Programmatic media buying happens in one of three ways:  

  • Real-time bidding (RTB) is a virtual auction of inventory, which is open to all. RTB usually delivers the best price points for reaching specific audiences at scale  
  • Programmatic direct is when a publisher sells inventory to an advertiser directly using programmatic channels  
  • Private marketplaces operate in a similar way to RTB auctions, but participation is limited by invitation.  

The technology used to enable programmatic advertising includes Demand Side Platforms (DSPs) and Supply Side Platforms (SSPs) or multiple ad exchanges, to buy and sell advertising space and to activate campaigns.
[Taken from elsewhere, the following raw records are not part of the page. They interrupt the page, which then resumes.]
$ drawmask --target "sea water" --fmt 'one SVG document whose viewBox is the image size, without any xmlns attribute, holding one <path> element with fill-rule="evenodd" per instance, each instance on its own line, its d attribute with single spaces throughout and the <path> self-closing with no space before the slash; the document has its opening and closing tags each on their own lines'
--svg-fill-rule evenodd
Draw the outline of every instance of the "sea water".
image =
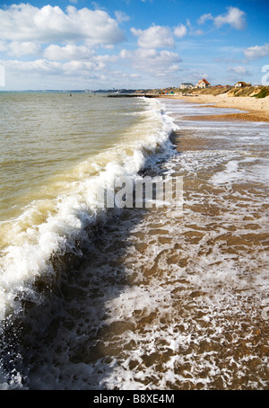
<svg viewBox="0 0 269 408">
<path fill-rule="evenodd" d="M 0 103 L 1 387 L 266 388 L 268 125 L 166 99 Z M 143 175 L 183 177 L 183 211 L 98 205 Z"/>
</svg>

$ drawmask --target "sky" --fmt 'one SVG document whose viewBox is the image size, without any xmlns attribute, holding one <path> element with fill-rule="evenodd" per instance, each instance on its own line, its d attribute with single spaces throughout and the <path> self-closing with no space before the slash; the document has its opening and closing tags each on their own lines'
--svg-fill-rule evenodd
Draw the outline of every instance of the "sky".
<svg viewBox="0 0 269 408">
<path fill-rule="evenodd" d="M 0 91 L 260 84 L 268 18 L 268 0 L 1 0 Z"/>
</svg>

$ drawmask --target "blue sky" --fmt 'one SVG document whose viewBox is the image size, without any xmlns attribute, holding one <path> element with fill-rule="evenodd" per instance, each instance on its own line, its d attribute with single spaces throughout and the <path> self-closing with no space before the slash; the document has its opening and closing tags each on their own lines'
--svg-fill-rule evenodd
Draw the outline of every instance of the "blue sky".
<svg viewBox="0 0 269 408">
<path fill-rule="evenodd" d="M 268 17 L 264 0 L 4 0 L 0 90 L 261 84 Z"/>
</svg>

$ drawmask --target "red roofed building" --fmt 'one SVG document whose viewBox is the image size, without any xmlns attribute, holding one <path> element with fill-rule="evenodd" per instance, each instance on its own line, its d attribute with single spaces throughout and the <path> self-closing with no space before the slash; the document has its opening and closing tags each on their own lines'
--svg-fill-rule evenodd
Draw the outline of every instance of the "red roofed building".
<svg viewBox="0 0 269 408">
<path fill-rule="evenodd" d="M 196 88 L 209 88 L 211 84 L 204 78 L 201 79 L 196 84 Z"/>
</svg>

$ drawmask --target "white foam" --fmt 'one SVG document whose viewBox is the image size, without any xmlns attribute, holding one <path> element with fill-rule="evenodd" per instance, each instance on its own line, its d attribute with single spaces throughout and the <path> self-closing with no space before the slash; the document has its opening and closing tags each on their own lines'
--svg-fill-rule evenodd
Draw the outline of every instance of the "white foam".
<svg viewBox="0 0 269 408">
<path fill-rule="evenodd" d="M 99 189 L 109 186 L 117 176 L 135 177 L 151 155 L 166 144 L 169 146 L 169 133 L 175 129 L 173 120 L 157 101 L 144 98 L 141 103 L 143 105 L 141 122 L 133 129 L 132 139 L 98 155 L 93 158 L 95 162 L 91 159 L 90 164 L 86 161 L 74 168 L 75 182 L 67 182 L 63 185 L 66 192 L 59 191 L 59 196 L 50 201 L 53 210 L 48 211 L 45 221 L 35 222 L 40 216 L 43 205 L 40 200 L 30 203 L 18 218 L 8 222 L 0 260 L 0 317 L 20 306 L 14 301 L 18 290 L 30 288 L 37 276 L 55 273 L 51 264 L 53 254 L 67 251 L 80 254 L 76 240 L 87 239 L 85 227 L 101 216 L 96 201 Z M 96 175 L 90 173 L 89 177 L 89 164 L 95 169 Z"/>
</svg>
Concurrently, Data Management Platforms (DMPs)/ Customer Data Platforms (CDPs) collect user data such as third-party cookies and Mobile Advertising IDs (MAIDs) to enable advertisers to target the right audiences across devices with customised content, and to measure the performance of their campaigns. 

Programmatic advertising challenges

Programmatic advertising challenges 

The programmatic model is now having to evolve. This is because the lifeblood of programmatic – third party cookies and MAIDS – are on their way out. Many internet browser owners are already restricting the use of third-party cookies, and Google, which owns the lion share of the browser market, is preparing to end the use of third-party cookies by 2023. Google is also following the lead set by Apple in the smartphone OS space, and giving Android users the opportunity to delete their advertising IDs. When Apple made its Identifier for Advertisers opt-in in 2021, $315 billion in market value was erased from companies that rely heavily on advertising, such as Meta, Pinterest, and Snap.  

The loss of third-party cookies and MAIDs is so significant because the programmatic industry has relied on them to identify users as they move around the web and mobile apps, allowing them to be served with content that is relevant to their lives. 

However, while consumers love personalised content, many also care deeply about their privacy and have grown wary of advertisers tracking them online. Without a simple consent mechanism with a clear value exchange, some consumers have even found personalized advertising to be more creepy than compelling. 

This, therefore, is the reconciliation challenge facing advertisers: balancing the need to continue leveraging the power of programmatic advertising, with their need to respect the privacy of web users. 

The future of programmatic advertising 

Fortunately, a new, privacy-first approach to programmatic is possible. This model will give consumers the meaningful engagements they demand in an open way that is compliant with privacy regulations. And importantly for advertisers this new approach will deliver relevant audiences at scale.  

The future of programmatic lies in new approaches to online verification. Innovations like the Novatiq Fusion and associated Zenith and Hyper IDs are at the forefront of the new programmatic industry emerging today.  

The Zenith ID enables publishers and advertisers to verify their digital audiences, using telco network intelligence to stitch together consented first-party cookies to enable an absolute view of each user. Verification takes place behind telco firewalls against obfuscated IDs that are not personally identifiable information. 

Meanwhile, the Hyper ID protects first-party data for each advertising transaction. Generated for each individual ad request, the Hyper ID is used by the buy-side to exchange for an audience segment in real-time. This enables first-party targeted audiences to power programmatic advertising campaigns safely and securely. 

We believe the future of programmatic will be defined by these and similar privacy-first IDs working together in an interoperable system that plugs-in to the existing programmatic infrastructure. As a result, advertisers will be able to reach the perfect audiences every time without having to resort to tracking people. That’s a better outcome for brands and for the customers they serve.